なんとなく手に取ってみると、その本は魅了の魔法の指南書だった。

 
 これがあれば私は幸せになれる。金持ちで地位の高い人を魅了して贅沢な暮らしをするわ。
 元々私は美人だし、お金の為におじさま達を虜にする技は学んだ。そこにこの魔法が使えれば怖いモノなしだ。

 私はその本をこっそり持ち出し、隅から隅まで読み、魅了の魔法を身につける練習をした。
簡単な生活魔法なら使えるけど、こんな大掛かりな魔法は初めてだった。
 
 魔法陣を書いたり、呪文をまちがえないようにとなえるのは大変だったけど頑張ったわ。

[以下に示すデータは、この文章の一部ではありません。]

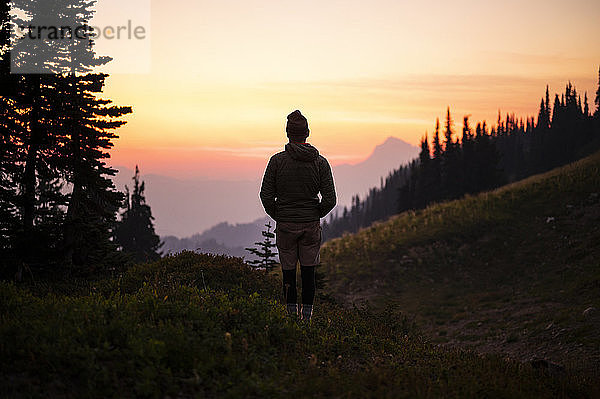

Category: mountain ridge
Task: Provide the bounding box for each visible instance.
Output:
[113,136,418,242]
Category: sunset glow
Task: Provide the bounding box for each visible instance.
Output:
[105,0,600,179]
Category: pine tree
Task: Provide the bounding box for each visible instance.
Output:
[594,67,600,117]
[3,0,131,265]
[114,165,162,262]
[245,222,278,270]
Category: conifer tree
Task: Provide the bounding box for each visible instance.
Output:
[114,165,162,262]
[245,222,278,270]
[594,67,600,117]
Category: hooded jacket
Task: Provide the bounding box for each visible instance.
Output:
[260,142,337,222]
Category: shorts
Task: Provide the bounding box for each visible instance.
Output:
[275,220,321,270]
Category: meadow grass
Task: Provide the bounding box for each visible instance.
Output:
[0,252,597,398]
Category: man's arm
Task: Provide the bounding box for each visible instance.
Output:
[260,157,277,221]
[319,158,337,217]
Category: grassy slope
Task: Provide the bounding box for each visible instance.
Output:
[0,252,599,398]
[322,149,600,372]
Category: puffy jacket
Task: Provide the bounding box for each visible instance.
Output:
[260,142,337,222]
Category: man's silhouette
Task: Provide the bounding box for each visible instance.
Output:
[260,110,336,320]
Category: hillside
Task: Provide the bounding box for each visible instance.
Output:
[0,252,599,398]
[322,149,600,373]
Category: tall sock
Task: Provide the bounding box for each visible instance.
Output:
[300,266,315,305]
[283,269,298,304]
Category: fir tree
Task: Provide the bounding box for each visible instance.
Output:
[114,165,162,262]
[245,222,278,270]
[594,67,600,117]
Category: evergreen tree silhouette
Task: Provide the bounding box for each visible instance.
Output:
[0,0,131,272]
[114,165,162,262]
[244,222,278,270]
[594,67,600,118]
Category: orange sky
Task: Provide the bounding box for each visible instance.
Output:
[96,0,600,179]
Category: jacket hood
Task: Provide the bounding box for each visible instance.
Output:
[285,142,319,162]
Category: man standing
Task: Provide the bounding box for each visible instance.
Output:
[260,110,336,321]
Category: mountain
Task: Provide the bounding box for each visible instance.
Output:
[333,137,419,212]
[113,137,418,239]
[161,217,275,257]
[321,152,600,368]
[114,167,264,237]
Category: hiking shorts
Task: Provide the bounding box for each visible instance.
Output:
[275,220,321,270]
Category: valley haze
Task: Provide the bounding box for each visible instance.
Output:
[113,137,419,249]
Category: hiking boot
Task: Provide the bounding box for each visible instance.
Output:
[286,303,298,316]
[301,304,313,321]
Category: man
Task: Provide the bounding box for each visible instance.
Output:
[260,110,336,321]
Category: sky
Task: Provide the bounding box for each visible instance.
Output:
[99,0,600,180]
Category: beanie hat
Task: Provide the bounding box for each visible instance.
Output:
[285,110,309,141]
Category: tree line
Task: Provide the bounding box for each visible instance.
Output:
[0,0,159,275]
[323,68,600,240]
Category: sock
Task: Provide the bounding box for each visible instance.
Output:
[300,304,313,321]
[300,266,315,306]
[283,269,298,305]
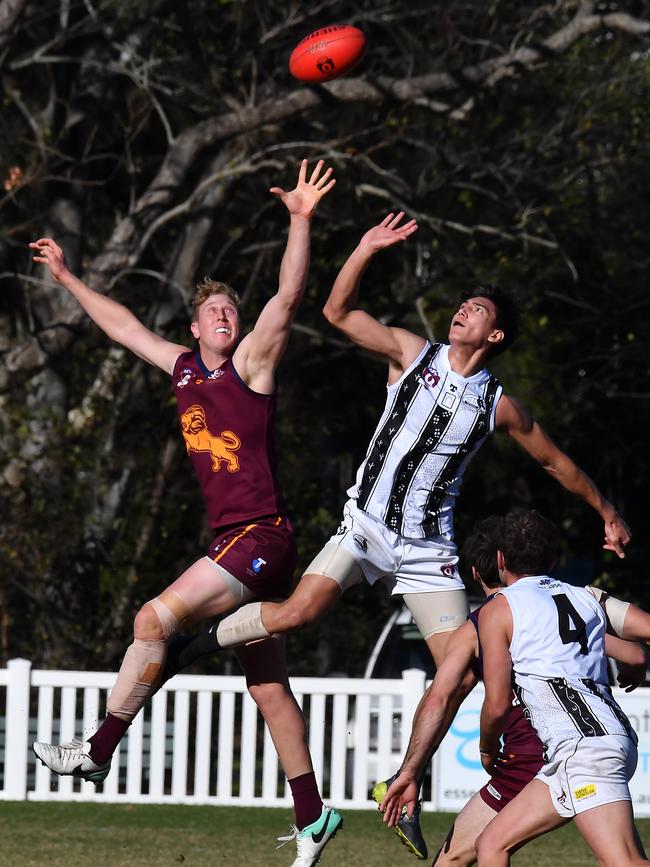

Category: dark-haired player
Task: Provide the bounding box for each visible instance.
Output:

 練習のためにいろんな男性に魔法をかけてみた。みんな面白いようにコロコロかかる。
 男爵子息、子爵子息、伯爵子息とどんどんグレードを上げていった。

 そしてとうとうこの国の王太子と側近達を手に入れた。

 王太子なんてチョロかったわ。婚約者がいるくせに女に免疫ないのね。だんだん魔法に深くかかっていくのが楽しかった。
 身体を交えた時は純潔じゃない私を純潔だと信じ込んでいた。前もって用意しておいた血を破瓜の血と思い込んでたわ。
 おじさま達と比べたら下手くそで気持ち良くもなかったけど、王太子だから我慢我慢。身体は他の人に満足させてもらいますわよ。

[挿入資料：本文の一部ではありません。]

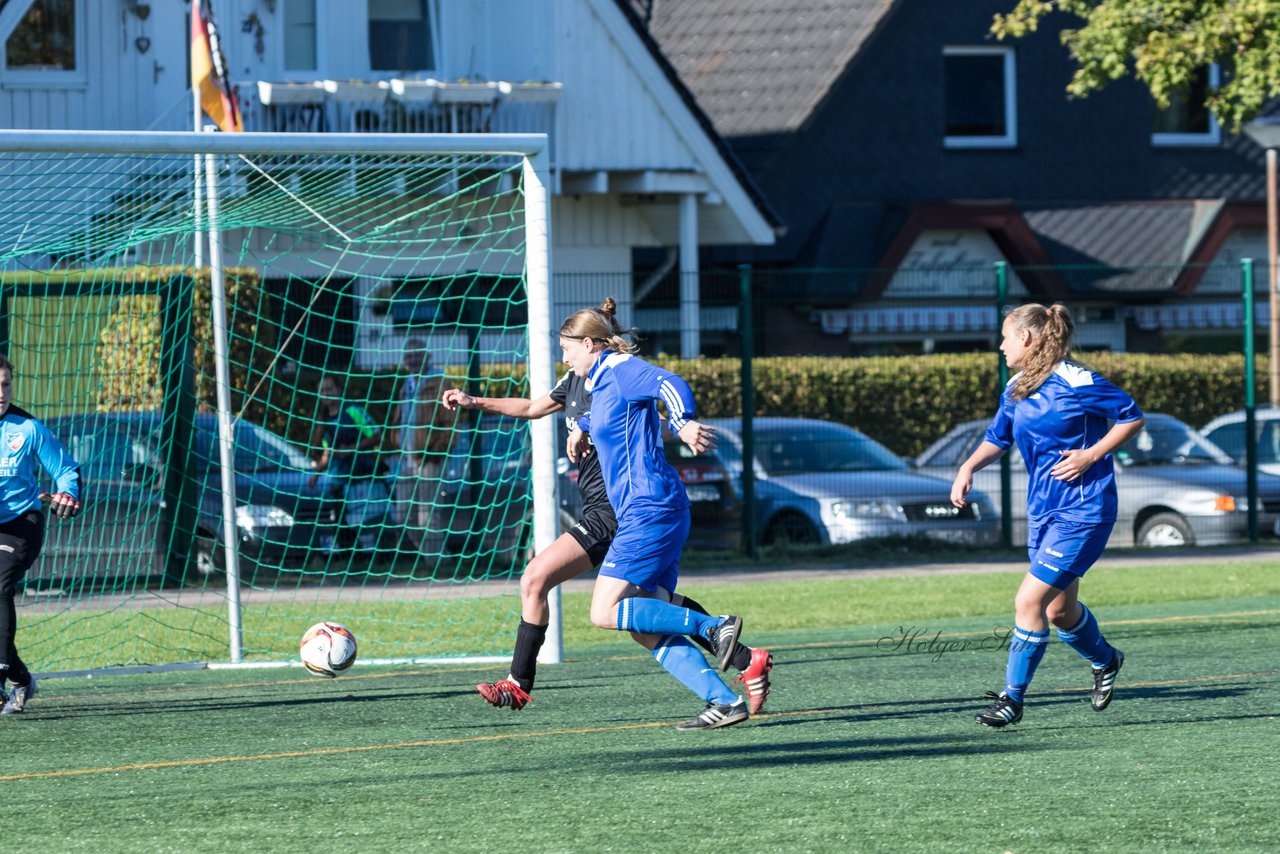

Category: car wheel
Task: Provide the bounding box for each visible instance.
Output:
[764,513,822,545]
[191,534,223,580]
[1134,513,1196,548]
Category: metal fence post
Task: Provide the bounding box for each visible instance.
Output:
[1240,259,1258,543]
[996,261,1014,548]
[737,264,755,557]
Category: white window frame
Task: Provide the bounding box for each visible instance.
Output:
[275,0,333,82]
[1151,63,1222,149]
[942,46,1018,149]
[0,0,88,88]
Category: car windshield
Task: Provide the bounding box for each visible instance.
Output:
[755,424,906,475]
[196,420,311,475]
[1116,416,1231,466]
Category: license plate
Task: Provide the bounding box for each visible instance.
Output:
[685,487,719,501]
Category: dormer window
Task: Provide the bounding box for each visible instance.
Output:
[369,0,435,73]
[0,0,86,86]
[284,0,319,72]
[942,47,1018,149]
[1151,65,1222,146]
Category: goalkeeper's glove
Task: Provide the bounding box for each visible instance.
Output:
[49,492,81,519]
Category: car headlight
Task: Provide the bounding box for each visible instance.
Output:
[831,501,906,522]
[236,504,293,531]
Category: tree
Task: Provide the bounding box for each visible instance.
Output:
[991,0,1280,132]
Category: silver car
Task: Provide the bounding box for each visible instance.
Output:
[1201,406,1280,475]
[706,417,1000,544]
[916,414,1280,547]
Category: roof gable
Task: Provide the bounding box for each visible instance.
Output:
[632,0,895,137]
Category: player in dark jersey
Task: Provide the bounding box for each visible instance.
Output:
[951,305,1143,729]
[442,371,773,714]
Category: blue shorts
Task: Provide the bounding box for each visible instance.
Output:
[599,507,690,593]
[1027,520,1115,590]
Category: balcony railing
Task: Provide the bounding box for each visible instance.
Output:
[151,79,563,168]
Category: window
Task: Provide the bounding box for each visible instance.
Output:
[0,0,86,86]
[942,47,1018,149]
[1151,65,1221,146]
[284,0,316,72]
[369,0,435,72]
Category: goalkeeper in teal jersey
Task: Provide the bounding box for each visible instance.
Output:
[951,305,1143,729]
[0,356,81,714]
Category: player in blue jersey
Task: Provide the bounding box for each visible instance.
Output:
[951,303,1143,727]
[0,356,81,714]
[442,371,773,714]
[559,298,750,730]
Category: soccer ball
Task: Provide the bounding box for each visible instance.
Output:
[298,621,356,679]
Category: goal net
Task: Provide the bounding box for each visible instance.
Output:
[0,132,556,672]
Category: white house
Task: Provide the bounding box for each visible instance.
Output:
[0,0,776,353]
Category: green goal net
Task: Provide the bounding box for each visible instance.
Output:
[0,133,554,672]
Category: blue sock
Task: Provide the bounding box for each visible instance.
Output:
[653,635,737,704]
[617,597,721,638]
[1005,626,1048,703]
[1057,602,1115,667]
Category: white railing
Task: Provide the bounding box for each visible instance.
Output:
[217,79,562,168]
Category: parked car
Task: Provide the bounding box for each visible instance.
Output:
[1201,407,1280,475]
[709,417,1000,544]
[38,412,337,579]
[916,414,1280,547]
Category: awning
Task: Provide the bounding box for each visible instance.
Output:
[635,306,739,332]
[1133,300,1271,332]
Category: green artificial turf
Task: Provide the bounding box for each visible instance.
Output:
[0,565,1280,853]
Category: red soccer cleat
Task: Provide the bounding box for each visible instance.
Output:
[733,649,773,714]
[476,679,534,712]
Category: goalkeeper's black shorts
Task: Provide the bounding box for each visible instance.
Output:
[564,503,618,567]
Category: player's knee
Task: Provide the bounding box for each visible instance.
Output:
[591,603,618,629]
[1044,602,1075,629]
[520,563,549,600]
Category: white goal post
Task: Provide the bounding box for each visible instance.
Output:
[0,131,563,667]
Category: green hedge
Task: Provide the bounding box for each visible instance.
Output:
[654,353,1267,456]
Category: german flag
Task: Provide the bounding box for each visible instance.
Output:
[191,0,244,131]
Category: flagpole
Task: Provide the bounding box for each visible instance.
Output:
[191,92,205,271]
[187,0,205,273]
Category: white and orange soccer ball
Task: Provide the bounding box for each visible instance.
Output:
[298,621,356,679]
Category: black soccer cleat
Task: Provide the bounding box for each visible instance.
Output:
[973,691,1023,730]
[0,673,36,714]
[476,679,534,712]
[676,697,751,730]
[708,617,742,672]
[1089,647,1124,712]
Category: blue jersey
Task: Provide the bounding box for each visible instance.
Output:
[984,362,1142,525]
[0,406,79,522]
[577,350,694,522]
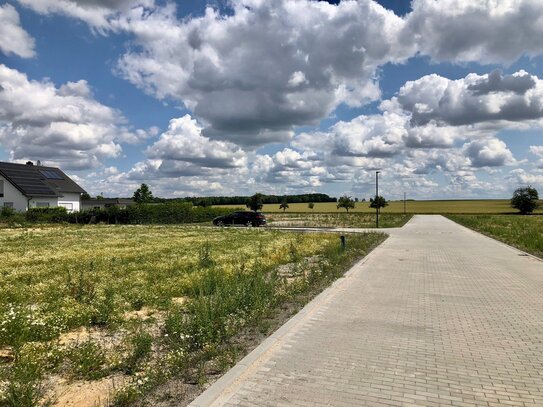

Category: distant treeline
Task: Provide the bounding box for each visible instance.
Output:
[175,194,337,206]
[0,202,236,225]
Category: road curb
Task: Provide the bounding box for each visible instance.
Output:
[441,215,543,262]
[189,239,388,407]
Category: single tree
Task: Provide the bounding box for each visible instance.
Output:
[337,195,354,212]
[246,193,264,212]
[279,197,288,213]
[511,186,539,215]
[370,195,388,212]
[133,184,154,203]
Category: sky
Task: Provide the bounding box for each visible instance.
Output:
[0,0,543,199]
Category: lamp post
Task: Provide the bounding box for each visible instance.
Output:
[375,171,381,228]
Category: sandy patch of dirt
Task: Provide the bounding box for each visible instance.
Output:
[124,307,157,321]
[48,375,128,407]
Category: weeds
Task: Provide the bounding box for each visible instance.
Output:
[449,215,543,257]
[0,226,388,406]
[66,340,108,380]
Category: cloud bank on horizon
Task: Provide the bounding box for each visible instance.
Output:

 私は王太子妃になって、王妃になるのよ。ドレスも宝石も欲しいものは全て手に入れるわ。

 偉そうにしている公爵令嬢や侯爵令嬢、伯爵令嬢達が婚約者に罵られているサマは気持ちよかったわ。

 何も悪いことなんかしていないのに、私を虐めた、嫌がらせをしたと泣きつけば王太子や側近達は私の言葉を信じる。
 
 卒園パーティーでみんなが見ている中、壇上から婚約破棄された時の顔ったらざまぁみろって感じだったわ。
 生まれた時から何不自由なく、愛されて、贅沢して暮らしてきた仕返しよ。傷モノ令嬢になって苦労すればいいのよ。

 私は貧乏で親にも愛されなかったの。でもこれからは幸せになるわ。
 そうね、国王陛下も魅了しちゃおうかしら。王妃も蹴落としちゃお。

 エミールなんて堅物でつまらない男、本当はどうでもいいけど、婚約者とそのまま結婚なんて腹が立つわ。
 エミールとステファンは本当に婚約者のことを愛していたみたいでなかなか私になびかなかった。
 殿下やみんなに「婚約者がいるのに不貞はダメだ、ザラ嬢と距離を置きましょう」
なんて言ってたけど、なんとかふたりとも魔法にかかってくれたわ。
 ステファンは婚約者と婚約破棄もしてくれた。まさか、エミールの婚約者があの階段落ちで骨折して卒業パーティーを休みとは思わなかったわ。
 
 でも、戻ってきたら、ちょっと不本意だけど早い目にエミールと身体を繋げちゃって、私の魔法で骨抜きにして、妻を虐げるように命令しよう。

 高位貴族の令嬢なんてみんな不幸になればいいのよ。落ちるところまで落ちればいい。

 ふふふ

 みんな私に傅かせてやるわ。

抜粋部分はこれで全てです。